Tesson : la solution du chiffon

Par Daniel Schneidermann le 22/01/2015 – 09h15 – le neuf-quinze

Tous les cerveaux malades ne sont pas condamnés à l’indignité médiatique. Après sa tirade islamophobe sur Europe 1, et alors que le parquet vient d’ouvrir une enquête, le chroniqueur octogénaire Philippe Tesson est l’invité de Léa Salamé, sur France Inter. Il est tancé fermement, sermonné, rappelé à l’ordre. “Qu’est ce qui vous a pris ? Vous avez dit que les musulmans foutent la merde en France !” Ah non. Attention. Ne pas déformer. Ne pas trahir sa pensée. “Je n’ai pas dit qu’ils foutent la merde, j’ai dit qu’ils amènent la merde”. Et vous le maintenez ? Tesson sort les rames, pour une opération traduction, à destination des chastes oreilles des auditeurs de France Inter : “s’il y a des désordres aujourd’hui en France, il y a quand même davantage de musulmans que de chrétiens qui amènent ces problèmes, non ?” En effet. Ca change tout.

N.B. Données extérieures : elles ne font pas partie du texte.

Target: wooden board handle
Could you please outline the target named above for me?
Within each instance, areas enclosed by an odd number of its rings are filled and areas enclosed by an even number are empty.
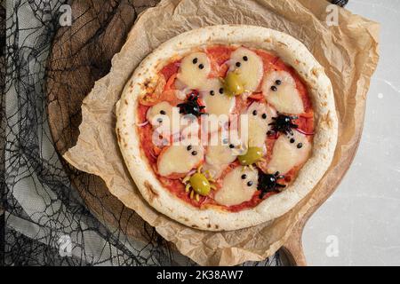
[[[302,230],[294,230],[282,249],[292,266],[307,266],[301,241]]]

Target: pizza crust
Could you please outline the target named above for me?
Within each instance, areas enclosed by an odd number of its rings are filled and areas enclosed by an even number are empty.
[[[243,44],[271,51],[293,67],[308,85],[315,112],[315,135],[309,159],[295,181],[252,209],[228,212],[210,207],[199,209],[180,200],[160,184],[140,147],[137,131],[138,99],[157,82],[157,72],[172,57],[210,44]],[[330,166],[338,138],[338,119],[332,87],[324,67],[306,46],[292,36],[256,26],[212,26],[183,33],[148,56],[128,81],[116,104],[116,135],[132,178],[146,201],[156,210],[188,226],[229,231],[257,225],[292,209],[322,178]]]

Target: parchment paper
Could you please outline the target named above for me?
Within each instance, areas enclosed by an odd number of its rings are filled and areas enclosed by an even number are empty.
[[[333,189],[351,162],[350,150],[358,144],[365,96],[378,62],[379,24],[338,7],[339,26],[328,27],[328,4],[324,0],[162,1],[137,20],[126,43],[113,58],[111,71],[84,100],[78,141],[64,158],[78,170],[102,178],[114,195],[199,264],[235,265],[271,256],[320,194]],[[224,233],[188,228],[148,205],[124,167],[115,134],[115,104],[139,63],[161,43],[187,30],[216,24],[263,26],[305,43],[332,80],[340,120],[334,161],[305,200],[274,221]]]

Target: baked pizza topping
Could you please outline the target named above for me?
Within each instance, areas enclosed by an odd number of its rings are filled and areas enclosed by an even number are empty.
[[[268,123],[271,128],[270,130],[267,132],[267,135],[276,135],[277,132],[281,132],[284,135],[293,135],[292,129],[297,129],[299,127],[299,125],[293,122],[293,120],[298,118],[299,116],[290,116],[278,113],[278,115],[272,117],[272,122]]]
[[[190,199],[200,201],[200,196],[207,196],[211,190],[215,190],[215,180],[206,171],[202,173],[202,166],[192,176],[187,176],[182,183],[186,184],[185,191],[188,193]]]
[[[221,80],[212,78],[206,81],[202,87],[202,99],[207,114],[229,115],[235,106],[235,98],[227,95]]]
[[[311,152],[314,113],[306,86],[278,57],[245,46],[209,46],[169,62],[159,75],[163,83],[140,99],[138,121],[150,123],[138,131],[144,154],[172,194],[199,209],[240,211],[296,178]],[[190,128],[172,130],[173,107],[180,120],[189,114],[192,122],[203,114],[227,117],[207,130],[208,141],[218,142],[196,145],[184,136],[179,145],[156,145],[152,133],[160,126],[170,130],[170,142]],[[235,114],[247,114],[244,128],[233,127]]]
[[[273,71],[262,83],[262,93],[278,112],[292,114],[304,113],[304,106],[296,83],[286,71]]]
[[[183,58],[177,78],[188,89],[202,87],[211,72],[211,62],[204,52],[194,52]]]
[[[231,54],[229,72],[237,75],[246,91],[254,91],[262,80],[262,59],[250,49],[239,47]]]
[[[284,175],[280,175],[279,171],[275,174],[266,174],[262,171],[259,172],[259,189],[260,198],[263,198],[265,194],[269,193],[279,193],[283,188],[286,187],[284,185],[278,183],[279,179],[284,178]]]
[[[204,149],[203,146],[192,146],[186,140],[179,146],[166,146],[157,159],[158,174],[172,178],[180,178],[192,169],[200,166],[204,157]]]
[[[242,166],[235,168],[222,180],[214,199],[218,204],[237,205],[250,201],[257,192],[258,171]]]
[[[184,103],[178,105],[180,108],[180,114],[192,114],[195,116],[200,116],[200,114],[204,114],[204,106],[202,106],[198,100],[198,94],[191,92],[188,99]]]

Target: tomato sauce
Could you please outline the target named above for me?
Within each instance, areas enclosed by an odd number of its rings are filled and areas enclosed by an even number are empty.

Pour sa défense, Tesson explique que les temps ont changé. Au siècle dernier, période bénie, avant que les serres du politiquement correct s’abattent sur la délicieuse liberté française, on pouvait parler clair, dru, joyeux, exprimer sa pensée telle qu’elle jaillissait de nos cerveaux vigoureux, dire tout haut ce qu’on pensait tout bas. Aujourd’hui, hélas…

“Qu’est-ce qui vous a pris ?” Quoi qu’il fasse, quoi qu’il dise, Tesson fait partie de la famille. On ne va tout de même pas encabaner papy, aujourd’hui, à son âge. La saillie islamophobe est certes inacceptable, mérite rappel à l’ordre, réprimande, tape sur les doigts, tout ce qu’on voudra, mais tout de même moins que l’apologie des frères Kouachi sous l’emprise de l’alcool. “Une boulette”, dit Joffrin, pour excuser Tesson.

Ces circonstances atténuantes ne sont donc applicables qu’aux éditorialistes multicartes, honorablement connus du milieu. Pas la moindre indulgence, en revanche, pour la collection de semi-débiles, sur qui pleuvent les condamnations à de la prison ferme, depuis deux semaines. “Ils ont tué charlie, moi j’ai bien rigolé. Si je n’avais pas de père ni de mère, j’irais m’entrainer en Syrie”, par un déficient mental, bénéficiaire de l’allocation adulte handicapé, à Bourgoin-Jallieu (Isère) : six mois ferme. A Paris : “quand je vois des bombes qui explosent et des policiers qui crèvent, je rigole”. Peu importe s’il s’autoproclame fils de Ben Laden, avec lourds antécédents psychiatriques : trois mois ferme. Sur Facebook : “on a bien tapé, mettez la djellabah, on ne vas pas se rendre, il y a d’autres frères à Marseille” : trois mois ferme. Etc etc. Et aucune invitation de repêchage à France Inter.

Ne me faites pas dire ce que je ne dis pas : ceci n’est pas un appel à l’incarcération de Philippe Tesson. J’aurais trop peur qu’il se radicalise en prison. Mais le code pénal, dans sa grande sagesse, a prévu des peines de substitution, que les tribunaux ont d’ailleurs parfois (mais trop peu) appliquées ces derniers jours. Vive l’éducation ! Il n’est jamais trop tard pour les solutions éducatives ! De même que les semi-débiles à la kalachnikov en carton pâte pourraient, avec profit, effectuer quelques menus travaux au bénéfice d’associations de victimes du terrorisme, de même on pourrait envoyer le semi-débile Tesson, avec son seau et son chiffon, nettoyer les tags islamophobes, qui se multiplient sur les mosquées. Et tout serait pardonné.